In each work, a summary of the methods and a few
highlights of the approaches are given.
Rainer Lienhart and Axel Wernicke[1] proposed a
novel method for localizing and segmenting text in complex
images and videos. Text lines are identified by using a
complex-valued multilayer feed-forward network trained to
detect text at a fixed scale and position. The network‟s
output at all scales and a position is integrated into a single
text-saliency map, serving as a starting point for candidate
text lines. In the case of video, these candidate text lines are
refined by exploiting the temporal redundancy of text in
video. Localized text lines are then scaled to a fixed height
of 100 pixels and segmented into a binary image with black
characters on white background. For videos, temporal
redundancy is exploited to improve segmentation
performance. Input images and videos can be of any size
due to a true multi-resolution approach. Moreover, the
system is not only able to locate and segment text
occurrences into large binary images, but is also able to
track each text line with sub-pixel accuracy over the entire
occurrence in a video, so that one text bitmap is created for
all instances of that text line.
KwangIn Kim and Keechul Jung [2] proposeda
novel texture-based method for detecting texts in images. A
support vector machine (SVM) is used to analyze the
textural properties of texts. No external texture feature
extraction module is used; rather, the intensities of the raw
pixels that make up the textural pattern are fed directly to
the SVM, which works well even in high-dimensional
spaces. Next, text regions are identified by applying a
continuously adaptive mean shift algorithm (CAMSHIFT)

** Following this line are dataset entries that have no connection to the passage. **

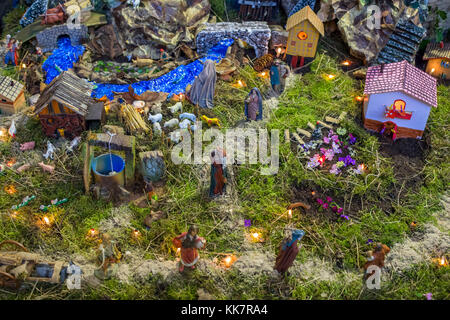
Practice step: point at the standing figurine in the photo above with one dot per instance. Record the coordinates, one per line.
(12, 55)
(288, 250)
(253, 105)
(278, 75)
(218, 173)
(377, 258)
(203, 88)
(189, 243)
(108, 255)
(163, 56)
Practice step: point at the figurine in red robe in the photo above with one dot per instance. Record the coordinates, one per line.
(288, 251)
(189, 242)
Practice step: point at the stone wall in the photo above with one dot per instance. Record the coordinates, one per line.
(47, 39)
(443, 6)
(256, 34)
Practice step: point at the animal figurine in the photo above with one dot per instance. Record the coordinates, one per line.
(46, 167)
(27, 146)
(50, 150)
(189, 116)
(177, 107)
(189, 244)
(377, 257)
(185, 124)
(157, 128)
(171, 123)
(12, 129)
(73, 144)
(155, 118)
(211, 121)
(175, 136)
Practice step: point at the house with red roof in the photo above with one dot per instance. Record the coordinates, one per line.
(398, 99)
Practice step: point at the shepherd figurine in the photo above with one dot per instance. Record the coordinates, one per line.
(288, 250)
(253, 105)
(189, 243)
(218, 173)
(203, 88)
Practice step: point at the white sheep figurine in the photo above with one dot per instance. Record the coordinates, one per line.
(176, 107)
(185, 124)
(189, 116)
(171, 123)
(175, 136)
(155, 118)
(50, 150)
(157, 128)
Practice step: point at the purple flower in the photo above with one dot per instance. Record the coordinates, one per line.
(329, 154)
(351, 139)
(335, 170)
(314, 161)
(429, 296)
(348, 160)
(336, 148)
(335, 138)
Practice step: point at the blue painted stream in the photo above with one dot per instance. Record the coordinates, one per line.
(173, 82)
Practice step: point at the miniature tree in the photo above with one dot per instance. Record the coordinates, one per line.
(38, 8)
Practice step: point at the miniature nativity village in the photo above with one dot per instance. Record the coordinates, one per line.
(119, 179)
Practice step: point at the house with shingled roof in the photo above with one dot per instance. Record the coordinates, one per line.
(402, 44)
(12, 96)
(398, 99)
(438, 60)
(65, 107)
(305, 29)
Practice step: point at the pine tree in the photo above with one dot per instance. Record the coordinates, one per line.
(39, 7)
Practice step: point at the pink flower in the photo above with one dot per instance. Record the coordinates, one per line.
(334, 169)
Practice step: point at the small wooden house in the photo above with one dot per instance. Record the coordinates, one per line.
(66, 108)
(304, 29)
(438, 57)
(12, 96)
(398, 98)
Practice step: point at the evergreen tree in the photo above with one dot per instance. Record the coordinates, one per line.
(39, 7)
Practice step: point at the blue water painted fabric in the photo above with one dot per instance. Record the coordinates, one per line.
(62, 59)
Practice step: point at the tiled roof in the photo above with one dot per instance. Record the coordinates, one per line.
(404, 77)
(402, 44)
(69, 89)
(305, 14)
(434, 50)
(300, 5)
(10, 88)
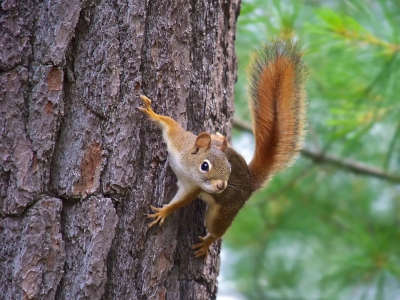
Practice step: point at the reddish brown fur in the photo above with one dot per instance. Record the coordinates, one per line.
(278, 111)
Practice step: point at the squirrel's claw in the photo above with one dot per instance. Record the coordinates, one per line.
(147, 101)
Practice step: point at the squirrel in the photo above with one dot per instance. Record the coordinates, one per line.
(207, 167)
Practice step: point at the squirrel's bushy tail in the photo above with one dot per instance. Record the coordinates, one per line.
(277, 101)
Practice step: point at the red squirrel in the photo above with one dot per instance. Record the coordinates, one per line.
(208, 168)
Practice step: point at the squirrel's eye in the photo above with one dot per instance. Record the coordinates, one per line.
(205, 166)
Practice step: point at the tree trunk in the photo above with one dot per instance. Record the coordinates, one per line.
(79, 166)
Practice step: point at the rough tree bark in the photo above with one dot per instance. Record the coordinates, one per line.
(79, 165)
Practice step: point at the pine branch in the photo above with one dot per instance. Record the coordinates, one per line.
(330, 159)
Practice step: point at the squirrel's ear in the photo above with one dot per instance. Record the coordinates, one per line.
(224, 144)
(203, 141)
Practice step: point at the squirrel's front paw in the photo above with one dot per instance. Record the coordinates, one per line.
(160, 215)
(203, 246)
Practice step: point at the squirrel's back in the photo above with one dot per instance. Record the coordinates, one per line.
(277, 102)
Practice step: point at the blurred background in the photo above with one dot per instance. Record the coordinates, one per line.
(329, 226)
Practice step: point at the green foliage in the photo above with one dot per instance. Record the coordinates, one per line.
(318, 231)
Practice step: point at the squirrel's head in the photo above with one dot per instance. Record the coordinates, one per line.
(210, 168)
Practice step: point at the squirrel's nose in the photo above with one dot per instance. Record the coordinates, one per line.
(221, 185)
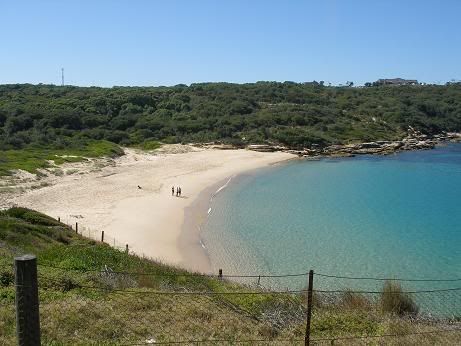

to the results of the texture analysis. The combination of
CAMSHIFT and SVMs produces both robust and efficient
text detection, as time-consuming texture analyses for less
relevant pixels are restricted, leaving only a small part of
the input image to be texture-analyzed.
Lifang GU [3] proposed an efficient algorithm for
detecting and extracting text directly in MPEG video
sequences. Most existing methods for text detection in
video usually operate on raw pixel data and only output the
location of the detected text regions in a single frame. Our
algorithm makes use of the features encoded in compressed
data to perform fast text detection. Motion information and
the characteristics of text region continuity in multiple
frames are then used to fine-tune the detected candidate text
regions. Furthermore, characters are reliably extracted by
an adaptive thresholding method after applying some noise
reduction filtering in multiple frames. Such extracted
characters can be directly fed into a conventional OCR
system for recognition. Experimental results on several
video sequences show that the proposed algorithm is able to
detect and extract text in MPEG video sequences with
various scene complexities.
David Crandall and Sameer Antani[4] proposed an
approach to extract text appearing in video, which often
reflects a scene‟s semantic content. This is a difficult
problem due to the unconstrained nature of general-purpose
video. Text can have arbitrary color, size, and orientation.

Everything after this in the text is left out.